Die Jugend hasst die CDU – und umgekehrt
Kramp-Karrenbauer ist in das nächste Fettnäpfchen getreten. In Zeiten, in denen die Union die Meinungshoheit verliert, greift sie zu autoritären Maßnahmen. Es wird nicht das letzte Mal bleiben.

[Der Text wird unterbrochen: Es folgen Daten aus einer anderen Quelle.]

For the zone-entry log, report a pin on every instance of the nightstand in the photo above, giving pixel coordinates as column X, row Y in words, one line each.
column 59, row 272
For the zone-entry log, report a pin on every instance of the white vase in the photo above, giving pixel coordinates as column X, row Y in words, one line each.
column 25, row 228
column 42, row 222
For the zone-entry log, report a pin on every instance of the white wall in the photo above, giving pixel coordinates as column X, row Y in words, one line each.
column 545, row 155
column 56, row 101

Geduldig und souverän beantwortete die CDU-Parteivorsitzende die Fragen des YouTubers, wickelte ihn um den Finger und machte so das scheinbar kritische Format zu ihrer persönlichen Show. Das war Angela Merkel 2015 zu Gast bei LeFloid. Mittlerweile heißt der YouTuber Rezo, die Parteivorsitzende Annegret Kramp-Karrenbauer (AKK). Das Setting hätte sich in den vier Jahren kaum drastischer verändern können. Rezo sprach von der „Zerstörung der CDU“ und forderte mit 70 weiteren YouTuber*innen, bei der Europawahl nicht CDU und SPD zu wählen. AKK antwortete erst spöttisch, Rezo wolle die CDU wohl auch „für die sieben Plagen des alten Ägyptens verantwortlich“ machen. Und schließlich drohte sie mit der Einschränkung der Meinungsfreiheit.

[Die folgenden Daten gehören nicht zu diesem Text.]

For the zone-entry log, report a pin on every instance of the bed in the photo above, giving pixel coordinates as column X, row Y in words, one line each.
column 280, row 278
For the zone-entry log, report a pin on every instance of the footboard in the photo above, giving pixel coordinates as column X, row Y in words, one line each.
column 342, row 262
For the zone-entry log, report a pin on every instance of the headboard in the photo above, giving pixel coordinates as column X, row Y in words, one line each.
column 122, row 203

Sie wolle Regeln definieren, die in der Wahlperiode „Meinungsmache“ im digitalen Raum verhindern. Ihr abstruser Vergleich: Wenn 70 Zeitungen geschlossen zur Abwahl bestimmter Parteien aufriefen, sei das auch problematisch. Der Vergleich ist allein schon deshalb weit hergeholt, weil die großen Zeitungen Teil von hochkommerziellen Verlagshäusern mit besten Beziehungen zu den etablierten Parteien sind. Die CDU hängt in den wichtigsten Lobbygruppen drin und wird von den Energie- und Autokonzernen bezahlt. Über diese Beziehungen hat sie eine hegemoniale Stellung in der öffentlichen Meinung.

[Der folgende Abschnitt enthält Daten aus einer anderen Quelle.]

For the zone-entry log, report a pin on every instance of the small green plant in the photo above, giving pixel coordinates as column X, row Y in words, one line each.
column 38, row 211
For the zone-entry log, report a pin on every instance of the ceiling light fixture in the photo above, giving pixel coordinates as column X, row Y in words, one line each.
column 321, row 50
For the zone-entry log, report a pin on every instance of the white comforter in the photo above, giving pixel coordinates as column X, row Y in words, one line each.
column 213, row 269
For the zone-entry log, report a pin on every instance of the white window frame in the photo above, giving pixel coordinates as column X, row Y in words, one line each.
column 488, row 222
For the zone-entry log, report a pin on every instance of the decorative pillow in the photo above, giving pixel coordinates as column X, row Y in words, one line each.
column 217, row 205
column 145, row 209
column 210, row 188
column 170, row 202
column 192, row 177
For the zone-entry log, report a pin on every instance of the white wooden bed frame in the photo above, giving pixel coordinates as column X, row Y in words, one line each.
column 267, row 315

Die Jugend hasst die CDU – und umgekehrt
Auf die Kritik von Rezo fand die CDU keine adäquate Antwort. Sie reagierte überwiegend mit Verleumdungen, Rezos Video sei schlecht recherchiert und er liefere Fake News. Der unsouveräne Umgang der CDU mit Rezos Kritik zeigt ihr Problem: Sie verliert ihre Hegemonie. Das wird im Vergleich von Merkel 2015 zu AKK 2019 besonders anschaulich: Das Video über die Zerstörung der CDU hätte in gleicher Form auch vor vier Jahren gedreht werden können. Die Kritiken an der Union wären auch damals weitgehend richtig gewesen. Der Unterschied: Vor vier Jahren hätte das Video viel weniger Menschen interessiert. Und so entstand stattdessen das wohlgefällige Interview von LeFloid, der es Merkel erlaubte, sich vor einem jungen Publikum zu präsentieren.
Mittlerweile hat es sich die Union mit der Jugend verspielt. Unter jungen Wähler*innen schnitt sie natürlich schon immer schwächer ab. Aber bei den jetzigen Europawahlen holte sie bei Unter-30-Jährigen gerade mal 13 Prozent. Ausschlaggebend war hierbei vor allem die Klimafrage, die mit Fridays For Future in den Mittelpunkt gerückt ist. Aber es sind auch die Politik für die Reichen und ihre Arroganz, mit der sich CDU/CSU unbeliebt machen.
Die herablassende Art zeigte Kramp-Karrenbauer gegenüber den YouTuber*innen, denen sie vorwarf, „den Menschen ins Gesicht zu schlagen, die sich für dieses Land engagieren.“ Kritik an der CDU zu äußern, ist für AKK also kein politisches Engagement. Die Verdrehung der Tatsachen zeigt ein demagogisches Element, das bei AKK nicht zum ersten Mal aufscheint. Wir erinnern uns an ihre Karnevals-Rede, in der sie über trans Personen spottete. Oder zuletzt ihre Forderung, Kopftücher an Kindergärten und Grundschulen zu verbieten.
AKK für den harten Staat
Es zeigt sich: AKK versucht sich von Merkel durch schrille Töne abzuheben. Nun könnte man oberflächlich sagen, dass sie sich damit von einem Fettnäpfchen ins nächste begibt. Aber ihre Demagogie folgt einer Logik. Die Europawahlen haben gezeigt, wie heruntergewirtschaftet die GroKo mittlerweile ist. Mit dem Aufstieg der Grünen und der Konsolidierung der AfD bangt die Union um ihre Hegemonie. In Bayern ist es Söder gelungen, mit einem stramm rechten Kurs die AfD wieder zurückzudrängen. Dabei hat er gewiss polarisiert und es den Grünen erlaubt, sich über Proteste gegen das Polizeiaufgabengesetz und mit FridaysForFuture zu profilieren. Aber er konnte den Abwärtstrend der CSU vorerst stoppen.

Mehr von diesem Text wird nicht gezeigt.